The Associated Press
PHILADELPHIA — Cable companies are planning to charge more for set-top boxes to help pay for new, more expensive versions mandated by the Federal Communications Commission (FCC).
They say the price increases are a result of the government's push to spur competition for the boxes, which are required to receive digital programming and change channels. It's not yet clear how much the charges will rise.
The FCC has been trying for nearly a decade to open up the set-top market so subscribers actually buy their own and then use a cable-company-provided card to decode their programming. The retail market for the boxes, however, has largely failed to materialize, and millions of consumers still rent the boxes from their cable company.
As of July 1, the FCC required cable companies to start shipping the new set-top boxes with detachable cable cards.
The companies have lobbied against the rule, saying the new boxes are more expensive. Consumer groups say it's yet another excuse for cable companies to raise rates.
"They raise rates three times faster than inflation every year, for more than a decade," said Chris Murray, senior counsel at Consumers Union. "Cable companies want to have absolute control. We don't think they should have it."
And higher rates are definitely coming. Cable-industry officials said even consumers using the older set-top boxes will likely be hit if the cable company decides to spread the cost to all box renters.
Cable operators won't yet say exactly how much more consumers will pay to rent set-top boxes. It's also unclear whether the fee increases will apply to cable cards.
Cable-trade groups have said consumers would see $2 to $3 more in monthly rental rates for the new boxes, but that doesn't take into account spreading the cost out to all box-renters.
Comcast, the nation's largest cable operator with 24 million video subscribers, is planning to spread out the cost of the new boxes among all cable-box renters.
Time Warner Cable spokesman Alex Dudley said the company agrees with the cable industry's stance that the FCC cable-card rule is a "tax" on consumers. New York-based Time Warner is the second-largest cable company with 13 million video subscribers.
The FCC has said that it's time for cable operators to comply with the law, especially since the industry had already been granted extensions.
The American Cable Association, which represents 1,100 smaller cable operators, said its members will be charging more for set-top-box rentals.
"It's guaranteed," said Ross Lieberman, vice president of government affairs for the trade group. "We can't absorb this cost. This rate will be passed along to consumers."
He said the increases would likely come when cable operators typically raise rates: in early January after an announcement in late December.
The cable industry is upset that the FCC on Friday denied its petition for a blanket exemption to the cable-card mandate but granted a temporary one to Verizon, which is rolling out its fiber-optic television, phone and Internet service.

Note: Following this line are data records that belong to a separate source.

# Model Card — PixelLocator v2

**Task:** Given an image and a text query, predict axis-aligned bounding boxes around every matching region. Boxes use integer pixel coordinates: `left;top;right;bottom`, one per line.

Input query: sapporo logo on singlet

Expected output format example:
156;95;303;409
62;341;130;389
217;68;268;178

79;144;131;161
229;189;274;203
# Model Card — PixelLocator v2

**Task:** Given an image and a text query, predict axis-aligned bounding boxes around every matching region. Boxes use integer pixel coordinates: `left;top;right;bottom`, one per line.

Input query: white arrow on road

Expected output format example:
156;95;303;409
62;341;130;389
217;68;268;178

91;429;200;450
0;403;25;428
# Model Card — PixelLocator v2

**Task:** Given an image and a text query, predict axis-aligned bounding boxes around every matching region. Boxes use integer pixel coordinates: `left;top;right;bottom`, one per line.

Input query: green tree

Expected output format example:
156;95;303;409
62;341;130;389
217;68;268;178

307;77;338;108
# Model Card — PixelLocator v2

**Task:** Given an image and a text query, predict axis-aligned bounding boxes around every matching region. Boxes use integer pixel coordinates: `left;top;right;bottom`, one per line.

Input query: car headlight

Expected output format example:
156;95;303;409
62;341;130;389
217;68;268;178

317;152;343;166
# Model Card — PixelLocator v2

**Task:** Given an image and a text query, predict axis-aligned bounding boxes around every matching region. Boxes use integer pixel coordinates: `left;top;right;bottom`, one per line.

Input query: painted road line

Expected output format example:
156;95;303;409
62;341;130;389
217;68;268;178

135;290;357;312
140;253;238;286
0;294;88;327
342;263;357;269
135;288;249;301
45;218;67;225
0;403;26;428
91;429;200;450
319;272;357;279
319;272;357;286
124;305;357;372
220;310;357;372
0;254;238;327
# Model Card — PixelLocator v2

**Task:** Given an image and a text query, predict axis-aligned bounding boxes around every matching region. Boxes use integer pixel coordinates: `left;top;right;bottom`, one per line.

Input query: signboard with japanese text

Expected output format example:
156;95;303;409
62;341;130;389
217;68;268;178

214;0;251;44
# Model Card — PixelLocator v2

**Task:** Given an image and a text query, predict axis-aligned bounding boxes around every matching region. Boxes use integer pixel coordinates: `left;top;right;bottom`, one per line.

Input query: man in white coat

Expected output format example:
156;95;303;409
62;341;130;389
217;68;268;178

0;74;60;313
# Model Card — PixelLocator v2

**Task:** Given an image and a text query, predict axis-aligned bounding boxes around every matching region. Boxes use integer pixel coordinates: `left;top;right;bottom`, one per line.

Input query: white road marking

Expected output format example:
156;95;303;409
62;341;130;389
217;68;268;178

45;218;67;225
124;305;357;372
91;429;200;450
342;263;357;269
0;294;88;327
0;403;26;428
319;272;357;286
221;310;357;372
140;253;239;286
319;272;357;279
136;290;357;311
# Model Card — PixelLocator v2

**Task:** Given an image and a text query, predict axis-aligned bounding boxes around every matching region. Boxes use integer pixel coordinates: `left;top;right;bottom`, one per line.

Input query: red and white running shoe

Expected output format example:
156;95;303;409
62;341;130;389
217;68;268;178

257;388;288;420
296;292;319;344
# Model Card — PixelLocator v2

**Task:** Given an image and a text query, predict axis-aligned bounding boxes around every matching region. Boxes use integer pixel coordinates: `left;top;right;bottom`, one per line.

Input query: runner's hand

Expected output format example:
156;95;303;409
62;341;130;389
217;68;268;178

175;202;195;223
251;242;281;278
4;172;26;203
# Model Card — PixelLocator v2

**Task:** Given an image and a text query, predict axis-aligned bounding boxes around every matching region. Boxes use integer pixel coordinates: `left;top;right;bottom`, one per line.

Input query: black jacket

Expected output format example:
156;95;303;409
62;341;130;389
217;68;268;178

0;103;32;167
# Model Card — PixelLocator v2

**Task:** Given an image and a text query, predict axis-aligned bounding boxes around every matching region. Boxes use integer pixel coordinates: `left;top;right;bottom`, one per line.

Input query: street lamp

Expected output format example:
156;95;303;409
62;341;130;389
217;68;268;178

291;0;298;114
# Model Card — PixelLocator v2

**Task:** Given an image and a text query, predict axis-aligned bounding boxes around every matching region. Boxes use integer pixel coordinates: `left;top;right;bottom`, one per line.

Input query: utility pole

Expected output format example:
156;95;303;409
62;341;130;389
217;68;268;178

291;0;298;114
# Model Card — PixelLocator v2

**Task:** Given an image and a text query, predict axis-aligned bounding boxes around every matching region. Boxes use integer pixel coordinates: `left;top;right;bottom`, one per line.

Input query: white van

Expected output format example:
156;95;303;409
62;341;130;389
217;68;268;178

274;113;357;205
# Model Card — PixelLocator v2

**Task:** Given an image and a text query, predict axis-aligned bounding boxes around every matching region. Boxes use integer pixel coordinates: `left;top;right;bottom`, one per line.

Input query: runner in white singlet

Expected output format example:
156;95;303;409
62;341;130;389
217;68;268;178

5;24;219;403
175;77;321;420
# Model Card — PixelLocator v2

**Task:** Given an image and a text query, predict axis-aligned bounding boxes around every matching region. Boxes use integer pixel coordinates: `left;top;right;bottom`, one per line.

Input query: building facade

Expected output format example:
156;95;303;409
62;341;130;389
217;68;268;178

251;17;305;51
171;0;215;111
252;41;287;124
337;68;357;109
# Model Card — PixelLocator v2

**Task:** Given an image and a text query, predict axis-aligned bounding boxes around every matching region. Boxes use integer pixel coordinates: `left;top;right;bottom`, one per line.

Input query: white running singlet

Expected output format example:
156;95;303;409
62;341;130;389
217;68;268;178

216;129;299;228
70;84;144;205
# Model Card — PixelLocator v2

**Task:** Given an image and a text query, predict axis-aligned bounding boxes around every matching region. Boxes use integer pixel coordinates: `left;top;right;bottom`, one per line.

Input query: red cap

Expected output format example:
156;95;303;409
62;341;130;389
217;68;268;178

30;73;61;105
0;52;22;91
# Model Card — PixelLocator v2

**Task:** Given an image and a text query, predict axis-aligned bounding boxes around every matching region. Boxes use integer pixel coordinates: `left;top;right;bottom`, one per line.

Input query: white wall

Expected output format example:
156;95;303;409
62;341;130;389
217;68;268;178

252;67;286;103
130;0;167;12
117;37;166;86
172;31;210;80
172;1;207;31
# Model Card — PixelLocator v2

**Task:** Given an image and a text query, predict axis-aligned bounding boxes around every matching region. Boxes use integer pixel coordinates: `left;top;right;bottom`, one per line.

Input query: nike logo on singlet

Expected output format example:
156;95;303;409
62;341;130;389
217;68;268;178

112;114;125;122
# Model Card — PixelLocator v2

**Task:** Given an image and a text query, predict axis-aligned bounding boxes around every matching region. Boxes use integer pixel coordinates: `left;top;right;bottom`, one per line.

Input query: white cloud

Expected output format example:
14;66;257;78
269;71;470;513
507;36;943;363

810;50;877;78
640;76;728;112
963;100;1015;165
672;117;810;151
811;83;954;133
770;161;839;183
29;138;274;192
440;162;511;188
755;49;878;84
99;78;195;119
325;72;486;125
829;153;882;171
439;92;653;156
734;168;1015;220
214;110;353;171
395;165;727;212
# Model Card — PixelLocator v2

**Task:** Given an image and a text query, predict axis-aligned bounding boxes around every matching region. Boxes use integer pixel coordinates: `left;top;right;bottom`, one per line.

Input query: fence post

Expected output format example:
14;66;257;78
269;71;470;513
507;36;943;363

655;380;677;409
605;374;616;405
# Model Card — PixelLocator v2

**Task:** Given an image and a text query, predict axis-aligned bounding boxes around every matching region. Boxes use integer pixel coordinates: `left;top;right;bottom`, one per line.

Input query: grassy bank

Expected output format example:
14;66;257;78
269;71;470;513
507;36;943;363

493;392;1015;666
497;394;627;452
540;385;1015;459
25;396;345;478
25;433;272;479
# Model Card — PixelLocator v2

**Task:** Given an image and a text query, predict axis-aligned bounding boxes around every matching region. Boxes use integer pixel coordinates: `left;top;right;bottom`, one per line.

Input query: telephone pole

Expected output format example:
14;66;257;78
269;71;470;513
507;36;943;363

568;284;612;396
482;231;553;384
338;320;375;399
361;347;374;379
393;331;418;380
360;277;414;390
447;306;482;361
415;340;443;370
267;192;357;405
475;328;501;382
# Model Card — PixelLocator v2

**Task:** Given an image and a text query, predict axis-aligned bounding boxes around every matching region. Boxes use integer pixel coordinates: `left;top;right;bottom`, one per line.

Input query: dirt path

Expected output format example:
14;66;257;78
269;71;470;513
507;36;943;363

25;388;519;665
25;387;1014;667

The FCC said Verizon provides needed competition against cable.
"The commission's 11th-hour action on the many long-standing waiver requests doesn't bode well for consumers," said Rob Stoddard, a spokesman for the National Cable and Telecommunications Association in Washington, D.C. "There's nothing in these decisions to stave off a $600 million set-top box tax likely to affect the great majority of cable customers while providing no benefit to consumers."